If we were not considered a foreign private issuer status under U.S. federal securities laws, we would incur additional expenses
associated with compliance with the U.S. securities laws applicable to U.S. domestic issuers.
We are a foreign private issuer, as such term is defined under U.S. federal securities laws, and, therefore, we are not required to comply
with all of the periodic disclosure and current reporting requirements applicable to U.S. domestic issuers. If we did not have this status, we
would be required to comply with the reporting and other requirements applicable to U.S. domestic issuers, which are more detailed and
extensive than the requirements for foreign private issuers. The regulatory and compliance costs to us under U.S. securities laws, if we are
required to comply with the reporting requirements applicable to a U.S. domestic issuer, may be significantly higher than the cost we currently
incur as a foreign private issuer.
The rights and responsibilities of our shareholders are governed by Israeli law and differ in some respects from the rights and
responsibilities of shareholders under U.S. law.
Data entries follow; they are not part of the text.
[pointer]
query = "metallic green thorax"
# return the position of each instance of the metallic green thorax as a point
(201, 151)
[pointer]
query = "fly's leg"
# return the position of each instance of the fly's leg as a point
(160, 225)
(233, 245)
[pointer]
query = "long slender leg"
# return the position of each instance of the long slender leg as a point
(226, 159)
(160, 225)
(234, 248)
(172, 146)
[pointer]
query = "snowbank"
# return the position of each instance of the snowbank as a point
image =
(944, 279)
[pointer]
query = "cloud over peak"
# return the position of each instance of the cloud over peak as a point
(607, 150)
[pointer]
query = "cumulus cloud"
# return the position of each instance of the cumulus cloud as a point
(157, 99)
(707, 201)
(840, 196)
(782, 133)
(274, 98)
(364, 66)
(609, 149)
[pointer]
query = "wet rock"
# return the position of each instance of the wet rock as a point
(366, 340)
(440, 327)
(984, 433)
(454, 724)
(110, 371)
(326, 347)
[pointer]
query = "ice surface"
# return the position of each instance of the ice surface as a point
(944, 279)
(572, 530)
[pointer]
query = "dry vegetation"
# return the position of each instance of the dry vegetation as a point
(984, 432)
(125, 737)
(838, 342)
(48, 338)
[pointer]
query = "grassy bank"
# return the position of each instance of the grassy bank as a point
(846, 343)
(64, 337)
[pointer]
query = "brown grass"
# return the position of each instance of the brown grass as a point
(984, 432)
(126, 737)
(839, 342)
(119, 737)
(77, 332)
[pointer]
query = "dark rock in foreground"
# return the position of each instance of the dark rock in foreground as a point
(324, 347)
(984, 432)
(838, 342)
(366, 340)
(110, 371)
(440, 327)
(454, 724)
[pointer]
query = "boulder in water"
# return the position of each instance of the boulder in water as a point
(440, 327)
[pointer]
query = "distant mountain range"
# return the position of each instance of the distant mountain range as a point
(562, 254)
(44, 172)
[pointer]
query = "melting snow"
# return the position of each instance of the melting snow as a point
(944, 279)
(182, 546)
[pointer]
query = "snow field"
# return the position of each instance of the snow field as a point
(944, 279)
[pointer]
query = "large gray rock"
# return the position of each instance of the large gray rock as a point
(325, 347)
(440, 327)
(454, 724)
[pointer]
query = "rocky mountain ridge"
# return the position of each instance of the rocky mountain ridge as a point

We are incorporated under Israeli law. The rights and responsibilities of holders of our ordinary shares are governed by our
memorandum of association, articles of association and by Israeli law. These rights and responsibilities differ in some respects from the rights
and responsibilities of shareholders in typical U.S. corporations. In particular, a shareholder of an Israeli company has a duty to act in good faith
in exercising his or her rights and fulfilling his or her obligations toward the company and other shareholders and to refrain from abusing his or
her power in the company, including, among other things, in voting at the general meeting of shareholders on certain matters. Israeli law
provides that these duties are applicable in shareholder votes at the general meeting with respect to, among other things, amendments to a
company’s articles of association, increases in a company’
s authorized share capital, mergers and actions and transactions involving interests of
officers, directors or other interested parties which require shareholders’
approval. There is little case law available to assist in understanding the
implications of these provisions that govern shareholder behavior.